Chunking
What it is
Chunking (or shallow parsing) groups adjacent tokens into syntactic phrases without building full parse trees. Chunks typically include noun phrases (“the quick brown fox”), verb phrases (“will run”), and prepositional phrases (“over the hill”). Chunking is simpler than full parsing and computationally efficient, useful for information extraction and text analysis.

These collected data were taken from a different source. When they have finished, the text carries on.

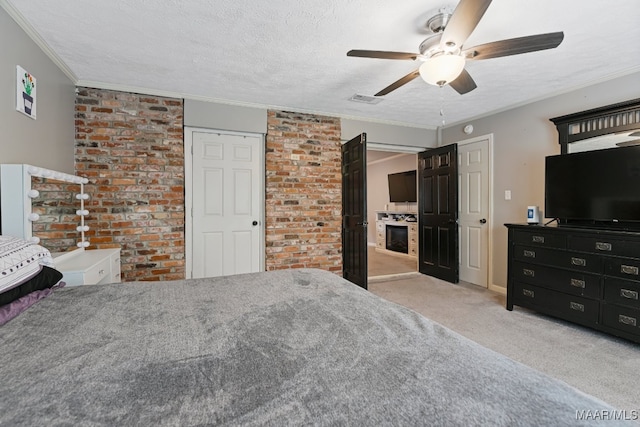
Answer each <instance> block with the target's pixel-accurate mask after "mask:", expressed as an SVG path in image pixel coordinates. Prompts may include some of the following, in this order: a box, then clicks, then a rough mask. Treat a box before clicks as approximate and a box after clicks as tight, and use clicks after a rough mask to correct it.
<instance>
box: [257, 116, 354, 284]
mask: <svg viewBox="0 0 640 427" xmlns="http://www.w3.org/2000/svg"><path fill="white" fill-rule="evenodd" d="M267 123H268V125H267V126H268V130H267V138H266V202H267V206H266V245H267V247H266V268H267V270H277V269H286V268H300V267H314V268H321V269H324V270H329V271H333V272H336V273H340V272H341V271H342V252H341V251H342V239H341V215H342V193H341V188H342V174H341V160H340V159H341V152H340V119H337V118H333V117H324V116H317V115H311V114H299V113H291V112H284V111H269V112H268V122H267Z"/></svg>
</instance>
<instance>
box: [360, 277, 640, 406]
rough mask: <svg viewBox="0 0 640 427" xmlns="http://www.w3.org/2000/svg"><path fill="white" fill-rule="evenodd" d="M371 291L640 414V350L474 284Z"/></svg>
mask: <svg viewBox="0 0 640 427" xmlns="http://www.w3.org/2000/svg"><path fill="white" fill-rule="evenodd" d="M369 290H370V291H371V292H373V293H374V294H377V295H379V296H381V297H383V298H385V299H388V300H391V301H393V302H396V303H398V304H401V305H403V306H406V307H409V308H411V309H413V310H416V311H417V312H419V313H421V314H423V315H425V316H426V317H428V318H430V319H432V320H434V321H436V322H439V323H441V324H443V325H445V326H447V327H449V328H451V329H453V330H454V331H456V332H458V333H460V334H462V335H464V336H466V337H467V338H470V339H472V340H473V341H476V342H478V343H480V344H482V345H484V346H486V347H489V348H491V349H493V350H495V351H497V352H499V353H502V354H504V355H506V356H509V357H511V358H513V359H515V360H517V361H519V362H522V363H524V364H526V365H528V366H531V367H533V368H536V369H538V370H540V371H542V372H545V373H547V374H549V375H551V376H553V377H555V378H559V379H561V380H563V381H565V382H567V383H569V384H571V385H572V386H574V387H576V388H578V389H579V390H582V391H584V392H586V393H588V394H591V395H593V396H596V397H598V398H600V399H602V400H604V401H605V402H607V403H610V404H612V405H614V406H616V407H618V408H620V409H625V410H629V411H632V410H635V411H638V410H640V345H638V344H634V343H631V342H629V341H626V340H622V339H618V338H615V337H613V336H610V335H606V334H602V333H599V332H597V331H593V330H591V329H588V328H583V327H581V326H577V325H573V324H571V323H568V322H564V321H560V320H556V319H554V318H551V317H547V316H543V315H539V314H537V313H534V312H532V311H528V310H526V309H523V308H519V307H516V308H515V309H514V311H507V310H506V309H505V308H504V307H505V304H504V303H505V297H504V296H503V295H500V294H497V293H495V292H491V291H488V290H486V289H482V288H479V287H476V286H474V285H470V284H457V285H456V284H451V283H448V282H444V281H441V280H438V279H435V278H432V277H429V276H423V275H420V276H418V277H414V278H409V279H403V280H395V281H386V282H374V283H369Z"/></svg>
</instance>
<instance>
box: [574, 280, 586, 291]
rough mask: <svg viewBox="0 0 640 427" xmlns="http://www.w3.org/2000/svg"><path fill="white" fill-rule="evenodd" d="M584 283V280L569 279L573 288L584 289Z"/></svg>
mask: <svg viewBox="0 0 640 427" xmlns="http://www.w3.org/2000/svg"><path fill="white" fill-rule="evenodd" d="M585 285H586V283H585V281H584V280H580V279H571V286H573V287H574V288H582V289H584V287H585Z"/></svg>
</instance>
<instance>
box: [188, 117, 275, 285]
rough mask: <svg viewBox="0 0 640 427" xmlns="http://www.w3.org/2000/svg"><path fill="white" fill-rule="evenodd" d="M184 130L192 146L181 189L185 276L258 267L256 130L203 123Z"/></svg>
mask: <svg viewBox="0 0 640 427" xmlns="http://www.w3.org/2000/svg"><path fill="white" fill-rule="evenodd" d="M185 135H187V136H188V138H185V144H186V145H188V143H190V144H191V147H192V148H191V152H192V156H191V157H192V158H191V160H192V162H191V170H190V175H191V179H190V181H191V185H190V187H191V191H189V188H188V187H189V185H188V184H189V180H187V189H186V192H187V194H189V193H190V196H191V197H188V198H187V199H188V200H187V204H188V203H189V202H190V203H191V213H192V215H191V222H190V227H187V229H188V230H187V235H190V236H191V244H189V243H188V242H187V247H188V248H189V247H190V249H191V250H190V251H188V253H187V268H189V266H190V267H191V269H190V271H191V277H213V276H226V275H230V274H240V273H251V272H257V271H262V270H263V269H264V226H263V224H264V178H263V177H264V142H263V137H262V135H255V134H237V133H225V132H219V131H211V130H204V129H187V131H186V132H185ZM187 139H188V140H189V141H187ZM185 149H187V148H186V147H185ZM185 171H186V168H185ZM186 173H189V172H186ZM189 199H190V200H189ZM189 229H190V232H189ZM189 258H191V262H189ZM187 275H188V273H187Z"/></svg>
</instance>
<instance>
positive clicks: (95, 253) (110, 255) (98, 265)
mask: <svg viewBox="0 0 640 427" xmlns="http://www.w3.org/2000/svg"><path fill="white" fill-rule="evenodd" d="M54 262H55V267H56V269H57V270H58V271H60V272H61V273H62V275H63V276H62V281H63V282H65V283H66V284H67V286H79V285H102V284H106V283H119V282H120V249H95V250H81V249H77V250H76V251H74V253H70V254H65V255H64V256H63V257H60V258H55V259H54Z"/></svg>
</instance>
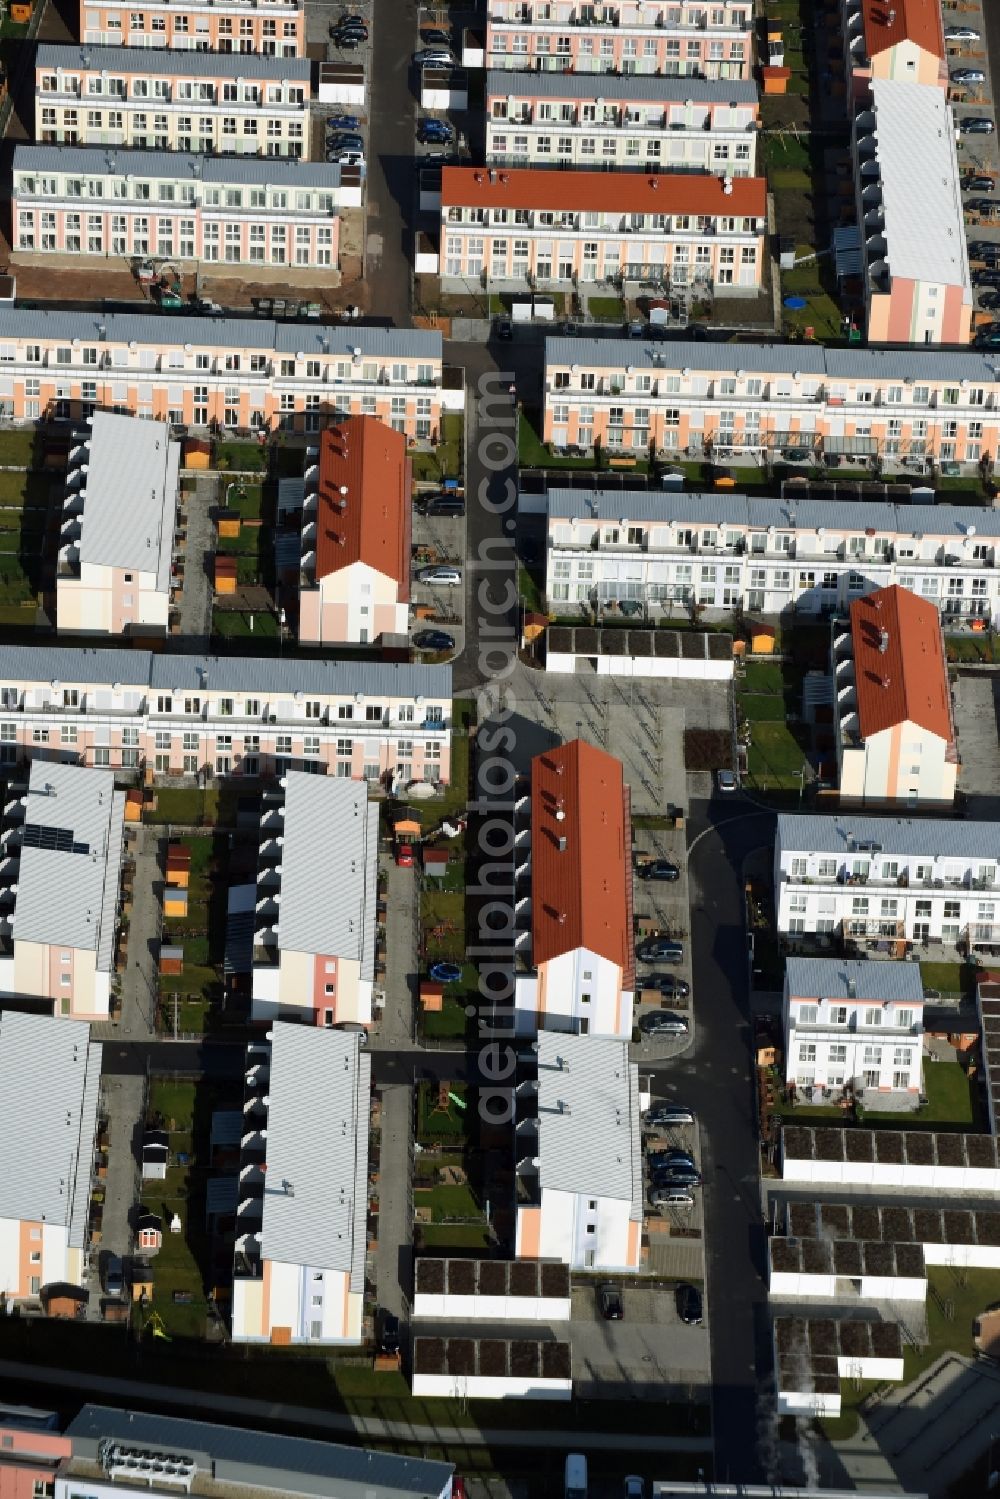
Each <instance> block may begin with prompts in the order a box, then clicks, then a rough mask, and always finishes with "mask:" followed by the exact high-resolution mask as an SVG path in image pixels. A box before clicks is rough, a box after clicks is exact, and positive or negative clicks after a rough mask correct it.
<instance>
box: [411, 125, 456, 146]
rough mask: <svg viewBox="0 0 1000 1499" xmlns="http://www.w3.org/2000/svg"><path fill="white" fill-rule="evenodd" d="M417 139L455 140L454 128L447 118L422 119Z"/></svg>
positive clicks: (433, 139) (440, 140)
mask: <svg viewBox="0 0 1000 1499" xmlns="http://www.w3.org/2000/svg"><path fill="white" fill-rule="evenodd" d="M417 139H418V141H423V142H424V144H426V142H427V141H453V139H454V130H453V129H451V126H450V124H448V123H447V121H445V120H421V121H420V124H418V126H417Z"/></svg>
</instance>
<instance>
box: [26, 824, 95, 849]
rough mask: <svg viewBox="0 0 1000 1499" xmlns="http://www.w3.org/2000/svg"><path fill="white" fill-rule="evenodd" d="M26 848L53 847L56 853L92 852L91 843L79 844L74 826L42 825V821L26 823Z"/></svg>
mask: <svg viewBox="0 0 1000 1499" xmlns="http://www.w3.org/2000/svg"><path fill="white" fill-rule="evenodd" d="M24 847H25V848H51V850H54V851H55V853H90V844H78V842H76V841H75V838H73V830H72V827H42V824H40V823H25V824H24Z"/></svg>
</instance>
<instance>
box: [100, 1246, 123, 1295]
mask: <svg viewBox="0 0 1000 1499" xmlns="http://www.w3.org/2000/svg"><path fill="white" fill-rule="evenodd" d="M103 1288H105V1291H106V1292H108V1295H109V1297H120V1295H123V1294H124V1270H123V1265H121V1261H120V1259H118V1256H117V1255H108V1262H106V1264H105V1268H103Z"/></svg>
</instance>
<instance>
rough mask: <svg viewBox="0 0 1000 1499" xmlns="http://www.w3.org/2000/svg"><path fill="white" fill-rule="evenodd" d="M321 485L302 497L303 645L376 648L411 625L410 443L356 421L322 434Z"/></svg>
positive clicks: (298, 592)
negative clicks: (385, 637) (354, 645)
mask: <svg viewBox="0 0 1000 1499" xmlns="http://www.w3.org/2000/svg"><path fill="white" fill-rule="evenodd" d="M313 468H315V469H318V472H316V477H315V480H316V487H315V489H309V490H307V492H306V493H304V496H303V510H301V535H300V562H298V640H300V643H301V645H313V646H321V645H369V643H370V642H373V640H379V639H381V637H384V636H405V634H406V628H408V622H409V571H411V531H412V525H411V522H412V501H411V492H412V463H411V460H409V456H408V453H406V438H405V436H403V435H402V432H393V429H391V427H387V426H385V423H384V421H378V420H376V418H375V417H351V418H349V420H348V421H345V423H342V424H340V426H339V427H327V429H325V430H324V432H322V433H321V438H319V463H318V465H315V466H313Z"/></svg>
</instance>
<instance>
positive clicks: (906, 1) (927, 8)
mask: <svg viewBox="0 0 1000 1499" xmlns="http://www.w3.org/2000/svg"><path fill="white" fill-rule="evenodd" d="M841 31H843V37H844V69H846V76H847V79H849V85H850V90H852V93H853V96H855V97H861V96H864V93H865V90H867V87H868V84H870V81H871V79H873V78H889V79H900V81H903V82H910V84H928V85H931V87H937V88H940V90H942V93H945V91H946V90H948V63H946V57H945V27H943V24H942V7H940V4H934V0H894V3H892V4H886V3H885V0H841Z"/></svg>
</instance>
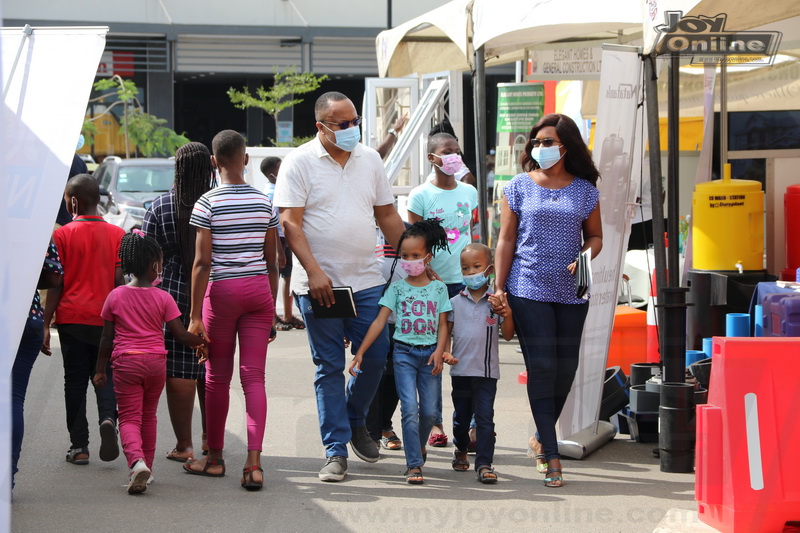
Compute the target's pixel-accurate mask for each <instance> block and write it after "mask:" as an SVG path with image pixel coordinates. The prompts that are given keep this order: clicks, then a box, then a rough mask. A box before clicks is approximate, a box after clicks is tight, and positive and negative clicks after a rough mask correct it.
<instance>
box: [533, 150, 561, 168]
mask: <svg viewBox="0 0 800 533" xmlns="http://www.w3.org/2000/svg"><path fill="white" fill-rule="evenodd" d="M564 153H565V154H566V152H564ZM531 157H532V158H533V159H534V160H535V161H536V162H537V163H538V164H539V166H540V167H541V168H543V169H545V170H547V169H548V168H550V167H552V166H553V165H555V164H556V163H558V161H559V160H560V159H561V158H562V157H564V155H563V154H562V153H561V147H560V146H555V145H554V146H548V147H544V146H537V147H535V148H531Z"/></svg>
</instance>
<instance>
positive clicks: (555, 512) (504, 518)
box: [329, 501, 698, 531]
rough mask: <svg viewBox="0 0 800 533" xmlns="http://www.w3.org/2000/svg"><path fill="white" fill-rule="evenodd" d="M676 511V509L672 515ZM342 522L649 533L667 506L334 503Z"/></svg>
mask: <svg viewBox="0 0 800 533" xmlns="http://www.w3.org/2000/svg"><path fill="white" fill-rule="evenodd" d="M676 511H677V513H676ZM329 512H330V513H331V514H332V515H333V517H334V518H335V519H336V520H337V521H338V522H339V523H340V524H343V525H347V526H350V527H352V526H356V525H361V526H368V525H370V524H374V525H376V526H378V525H380V524H398V525H399V524H402V525H403V526H414V525H429V526H431V527H432V528H435V529H445V530H457V529H460V528H476V527H483V526H485V527H487V528H492V527H495V528H496V527H498V526H501V525H506V526H512V525H513V526H531V525H545V524H550V525H560V526H562V527H564V531H567V530H571V531H572V530H575V528H576V527H578V526H591V525H592V524H594V525H599V524H619V525H620V526H622V527H623V529H625V530H627V529H628V528H626V527H625V525H628V526H630V525H631V524H638V525H645V524H646V525H647V526H646V528H649V530H651V531H652V528H653V527H655V526H656V525H657V524H658V523H659V522H661V521H662V520H663V519H664V517H665V515H666V514H667V510H666V509H663V508H655V507H654V508H650V509H647V508H642V507H626V506H624V505H620V506H619V507H614V508H611V507H583V506H576V505H569V504H557V505H542V506H536V505H514V506H508V505H481V504H478V503H474V502H473V503H471V502H469V501H463V502H459V503H457V504H456V505H447V504H445V505H431V504H430V503H426V504H422V505H419V506H403V507H394V506H391V507H387V506H381V505H375V504H362V505H352V504H349V505H347V506H340V507H337V508H335V509H331V510H329ZM670 514H671V516H670V522H676V523H674V524H672V525H689V524H696V523H698V518H697V513H696V512H694V511H691V510H688V509H673V510H672V511H671V513H670ZM678 523H679V524H678ZM568 526H571V527H568Z"/></svg>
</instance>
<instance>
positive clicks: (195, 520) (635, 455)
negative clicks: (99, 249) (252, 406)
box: [13, 331, 697, 533]
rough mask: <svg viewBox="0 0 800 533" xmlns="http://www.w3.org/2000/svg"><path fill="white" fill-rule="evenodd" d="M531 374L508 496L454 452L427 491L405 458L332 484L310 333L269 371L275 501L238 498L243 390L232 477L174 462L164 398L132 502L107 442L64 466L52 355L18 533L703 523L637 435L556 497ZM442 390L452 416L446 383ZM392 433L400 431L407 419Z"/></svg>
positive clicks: (270, 431) (506, 354)
mask: <svg viewBox="0 0 800 533" xmlns="http://www.w3.org/2000/svg"><path fill="white" fill-rule="evenodd" d="M55 338H56V336H55V335H54V341H53V344H54V345H56V346H57V340H55ZM522 369H523V366H522V361H521V356H520V355H519V354H517V353H516V352H515V351H514V345H512V344H502V345H501V374H502V379H501V382H500V387H499V391H498V397H497V402H496V406H495V408H496V412H497V416H496V424H497V453H496V457H495V467H496V468H497V471H498V473H499V476H500V481H499V483H498V484H496V485H494V486H491V485H489V486H484V485H481V484H479V483H478V482H477V481H476V479H475V475H474V473H473V472H471V471H470V472H469V473H461V472H455V471H453V470H452V469H451V467H450V459H451V457H452V452H453V447H452V445H450V446H449V447H447V448H444V449H442V448H438V449H437V448H431V449H430V451H429V460H428V465H427V466H426V468H425V476H426V477H425V484H424V485H423V486H409V485H407V484H406V483H405V482H404V479H403V477H402V474H403V471H404V461H403V455H402V452H384V453H385V456H384V458H383V459H382V460H381V461H380V462H378V463H376V464H367V463H364V462H362V461H360V460H359V459H358V458H356V457H354V456H353V457H351V460H350V473H349V475H348V478H347V480H346V481H345V482H342V483H322V482H320V481H319V480H318V478H317V472H318V470H319V468H320V467H321V466H322V464H323V462H324V458H323V456H324V453H323V449H322V446H321V443H320V437H319V431H318V424H317V413H316V403H315V400H314V395H313V385H312V381H313V365H312V363H311V361H310V355H309V351H308V344H307V340H306V336H305V333H304V332H299V331H291V332H287V333H281V334H280V336H279V339H278V340H277V341H276V342H275V343H273V344H272V345H271V347H270V350H269V355H268V358H267V392H268V395H269V413H268V420H267V433H266V437H265V449H264V456H265V459H264V468H265V478H266V481H265V489H264V490H263V491H261V492H258V493H247V492H245V491H244V490H243V489H242V488H241V487H240V486H239V478H240V475H239V473H240V472H241V471H240V470H239V469H240V468H241V466H242V465H243V464H244V458H245V452H246V446H245V422H244V405H243V396H242V393H241V389H240V388H239V386H238V383H234V388H233V392H232V401H231V406H230V417H229V419H228V426H227V431H228V432H227V435H226V454H225V459H226V462H227V465H228V475H227V476H226V477H224V478H221V479H210V478H202V477H198V476H189V475H186V474H184V473H182V472H181V465H180V464H178V463H175V462H171V461H167V460H166V459H163V454H164V453H165V452H166V451H167V450H169V449H171V448H172V446H173V444H174V440H173V439H174V436H172V435H171V426H170V424H169V419H168V416H167V409H166V401H165V400H164V398H162V401H161V404H160V407H159V434H158V439H159V440H158V453H157V456H156V462H155V466H154V474H155V477H156V482H155V483H154V484H153V485H151V486H150V488H149V489H148V490H147V492H146V493H145V494H143V495H141V496H128V495H127V493H126V491H125V489H124V485H125V483H126V482H127V468H126V465H125V462H124V459H122V456H121V458H120V459H117V460H116V461H114V462H111V463H102V462H100V461H99V459H97V444H98V442H99V437H98V436H97V434H96V429H93V430H94V434H93V435H92V439H93V443H92V445H91V447H90V449H91V451H92V453H93V457H92V460H91V463H90V464H89V465H88V466H75V465H71V464H68V463H66V462H65V461H64V454H65V452H66V450H67V448H68V439H67V433H66V429H65V426H64V420H63V419H64V403H63V392H62V391H63V371H62V368H61V357H60V353H59V352H58V351H57V350H54V355H53V357H52V358H47V357H45V356H40V359H39V360H38V361H37V363H36V366H35V367H34V372H33V375H32V377H31V385H30V389H29V391H28V403H27V406H26V407H27V408H26V418H27V432H26V436H25V443H24V447H23V456H22V459H21V461H20V469H21V471H20V473H19V474H18V476H17V488H16V489H15V491H14V496H13V497H14V503H13V531H15V532H50V531H57V532H73V531H74V532H87V533H88V532H94V531H97V532H100V531H136V530H144V531H170V532H183V531H186V532H193V533H199V532H205V531H212V532H226V531H320V530H323V531H326V532H338V531H365V530H367V529H369V530H374V531H387V532H394V531H426V532H429V531H512V530H515V531H530V530H534V529H535V530H536V531H558V532H572V531H576V532H582V533H583V532H586V531H587V530H591V532H592V533H602V532H619V531H625V532H627V531H632V532H643V531H653V530H654V529H655V528H656V527H657V525H658V524H659V522H660V521H662V519H663V518H664V516H665V514H666V513H667V511H668V510H670V509H672V512H671V513H670V518H669V519H670V520H672V521H673V522H674V523H673V525H674V526H675V527H674V529H669V530H675V531H678V530H688V529H690V526H691V525H692V524H696V521H697V519H696V515H695V514H694V513H692V510H693V509H694V508H695V505H694V502H693V494H694V476H691V475H682V474H664V473H661V472H660V471H659V465H658V462H657V461H656V460H654V459H652V458H651V457H650V455H651V449H652V448H653V445H645V444H637V443H634V442H632V441H630V440H628V439H627V436H624V437H617V439H615V440H614V441H612V442H611V443H609V444H608V445H606V446H605V447H603V448H602V449H600V450H598V451H597V452H595V453H594V454H592V455H591V456H590V457H589V458H587V459H585V460H583V461H568V462H567V463H566V464H565V479H566V486H565V487H563V488H562V489H549V488H545V487H544V486H543V484H542V481H541V479H542V477H543V476H542V475H541V474H537V473H536V471H535V469H534V468H533V461H532V460H531V459H529V458H527V457H526V455H525V446H526V442H527V438H528V435H529V434H530V432H531V422H530V418H531V417H530V413H529V410H528V406H527V400H526V396H525V389H524V387H523V386H522V385H519V384H517V382H516V375H517V373H518V372H520V371H521V370H522ZM444 388H445V394H446V399H445V406H446V410H447V406H448V405H449V400H448V399H449V379H447V378H445V380H444ZM89 405H90V407H89V412H90V413H96V407H95V404H94V401H93V400H90V402H89ZM93 416H94V415H93ZM95 427H96V426H95ZM196 427H198V424H197V423H196ZM395 427H396V428H398V429H399V427H400V424H399V413H398V414H397V415H396V417H395ZM199 434H200V430H199V427H198V429H197V431H196V435H198V436H199ZM351 455H352V454H351ZM662 526H663V524H662ZM660 531H662V530H660Z"/></svg>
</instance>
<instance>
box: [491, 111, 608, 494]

[illustrate: Text with chunks marked: NP (noun phrase), VP (verb phrase), PP (prepositional phrase)]
How it works
-
Tag sequences: Typically use IOB or BIO encoding
[NP The quick brown fox] [VP runs] [PP over the hill]- IOB: B-NP, I-NP, I-NP, I-NP, B-VP, B-PP, I-PP, I-PP
-
Chunk types: Common phrases
- NP (noun phrase): articles, adjectives, nouns
- VP (verb phrase): verbs, auxiliaries, particles
- PP (prepositional phrase): prepositions + NP
- ADJP (adjective phrase): adjectives
- ADVP (adverbial phrase): adverbs
-
Neural chunking:
- Encode tokens with BERT or BiLSTM
- Classify each token’s chunk type
- IOB decoding to extract phrase spans
Example
Sentence: "The quick brown fox runs over the hill quickly"
Chunks:
[NP The quick brown fox] [VP runs] [PP over the hill] [ADVP quickly]
IOB tagging:
The/B-NP quick/I-NP brown/I-NP fox/I-NP runs/B-VP
over/B-PP the/I-PP hill/I-PP quickly/B-ADVP
Variants and history
Chunking emerged in the 1990s as a task intermediate between POS tagging and full parsing. Rule-based chunkers used POS patterns. Machine learning chunking (SVMs, CRFs, 2000s) improved robustness. Neural chunking (BiLSTM-CRF, BERT-based, 2015+) achieved high accuracy. Modern systems often joint-train chunking with POS tagging or NER for efficiency.
When to use it
Use chunking for:
- Quick noun phrase extraction
- Lightweight syntactic analysis
- Information extraction without full parsing
- Text preprocessing for other tasks
- Handling languages where full parsing is expensive
Chunking is efficient and interpretable. For complex syntactic phenomena, full dependency or constituency parsing may be necessary.